The medical benefits afforded by workers’ compensation

Being injured on the job can turn an individual’s life upside down for a significant period of time. Sure, his day-to-day activities will change, particularly if he is unable to work, but his financial reality may also morph into something unexpected. Medical expenses, for example, can leave an injured worker struggling to make ends meet. This problem is exacerbated when the individual is unable to return to work for a period of time, as he may lose part of his income.

Fortunately, most Massachusetts workers are covered by their employers’ workers’ compensation insurance. Under this program, those who have suffered an injury or illness related to their work can receive money to help them pay for their medical costs and lost wages. While workers’ compensation can certainly help struggling individuals who were injured on the job, there are limitations.

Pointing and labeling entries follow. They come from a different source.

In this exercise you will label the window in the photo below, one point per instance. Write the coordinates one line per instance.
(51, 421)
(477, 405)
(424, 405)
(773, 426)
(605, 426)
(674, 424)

For example, medical benefits provided under workers’ compensation is limited to reasonable and adequate medical care. When an injury is severe, this language may be disputed as insurers try to limit the amount they have to pay out. This is why, even though an injured worker must go to a medical professional approved by his employer for the first medical visit, he should consider getting a second opinion. Using the medical evidence gathered from medical professionals is going to be one’s greatest resource when demonstrating an amount of workers’ compensation that is appropriate to cover reasonable and adequate medical care.

Workers’ compensation claims can see a lot of pushback. From the initial claim, to appeals and reevaluations, those who have been injured in a workplace accident can be subjected to an excruciating amount of scrutiny. Yet, those who are able to recover benefits can oftentimes breathe a sigh of relief as they find the financial stability they need. Therefore, those who believe they qualify for workers’ compensation should consider how to pursue it confidently and compellingly.